Second Harmonic Generation Through Backward Raman Scattering in Magnetized Plasmas Driven by Circularly Polarized Intense Lasers

TL;DR

This paper develops a fluid-based theoretical model and uses simulations to explore how polarization and magnetic fields influence second harmonic generation via backward Raman scattering in magnetized plasmas driven by intense circularly polarized lasers.

Contribution

It introduces a comprehensive framework linking plasma wave amplification, instabilities, and harmonic radiation, highlighting the control of nonlinear processes through polarization and magnetic resonance.

Findings

Resonant right-handed polarization enhances harmonic generation and plasma instabilities.
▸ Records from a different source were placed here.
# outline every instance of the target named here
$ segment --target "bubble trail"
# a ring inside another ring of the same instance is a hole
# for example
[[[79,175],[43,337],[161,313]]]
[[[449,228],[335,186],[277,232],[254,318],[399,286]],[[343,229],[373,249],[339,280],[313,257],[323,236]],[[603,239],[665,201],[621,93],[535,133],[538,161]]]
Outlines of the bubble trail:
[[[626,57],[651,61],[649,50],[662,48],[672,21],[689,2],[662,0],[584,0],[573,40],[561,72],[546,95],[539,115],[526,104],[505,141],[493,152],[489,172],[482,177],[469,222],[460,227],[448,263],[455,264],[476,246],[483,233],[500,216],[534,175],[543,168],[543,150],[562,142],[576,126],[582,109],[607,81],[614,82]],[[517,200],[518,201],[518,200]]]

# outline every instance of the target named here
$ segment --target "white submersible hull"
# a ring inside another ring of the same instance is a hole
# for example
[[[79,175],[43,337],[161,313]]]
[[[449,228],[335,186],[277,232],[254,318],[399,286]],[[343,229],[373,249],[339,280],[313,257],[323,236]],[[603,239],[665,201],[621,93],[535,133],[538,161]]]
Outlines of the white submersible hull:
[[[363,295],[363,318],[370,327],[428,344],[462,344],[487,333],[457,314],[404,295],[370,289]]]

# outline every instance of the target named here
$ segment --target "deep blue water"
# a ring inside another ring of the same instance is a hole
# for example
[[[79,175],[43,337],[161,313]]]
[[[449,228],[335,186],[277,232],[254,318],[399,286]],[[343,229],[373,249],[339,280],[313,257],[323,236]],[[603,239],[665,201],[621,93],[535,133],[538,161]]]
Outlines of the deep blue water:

Non-resonant left-handed polarization suppresses these nonlinear effects.

Magnetic field tuning allows control over Raman spectral properties and stability.

Abstract

A fluid-based theoretical framework is developed to describe the nonlinear cascade linking primary BRS-driven plasma wave amplification, oscillating two-stream instability (OTSI), nonlinear current generation within a self-formed ponderomotive channel, and radiation of the secondary electromagnetic mode. Systematic parameter studies reveal a strong sensitivity of the entire cascade to the relative handedness of laser polarization and axial magnetic field direction, as well as to cyclotron resonance strength. Resonant right-handed circular polarization significantly enhances ponderomotive expulsion, channel depth, BRS and OTSI growth rates, nonlinear current density, and the amplitude of the secondary harmonic, whereas non-resonant left-handed polarization effectively suppresses these processes. Fully kinetic particle in cell simulations using EPOCH, together with macroscopic finite-element modelling in COMSOL Multiphysics, corroborate the polarization- and magnetization dependent wake modulation and channelling efficiency across a wide range of laser wavelengths, pulse durations, and plasma densities. The temporal evolution and saturation of OTSI, resilience to density inhomogeneities, and wavenumber-resolved resonance tuning illustrate axial magnetization as a flexible control mechanism for adjusting the intensity, spectral position, bandwidth, and stability of multi peak Raman spectra. These findings demonstrate that cyclotron resonance and polarization control are effective methods for manipulating nonlinear Raman emission in high-intensity laser magnetized plasma interactions, offering predictive insights for forthcoming kinetic simulations and experimental implementations.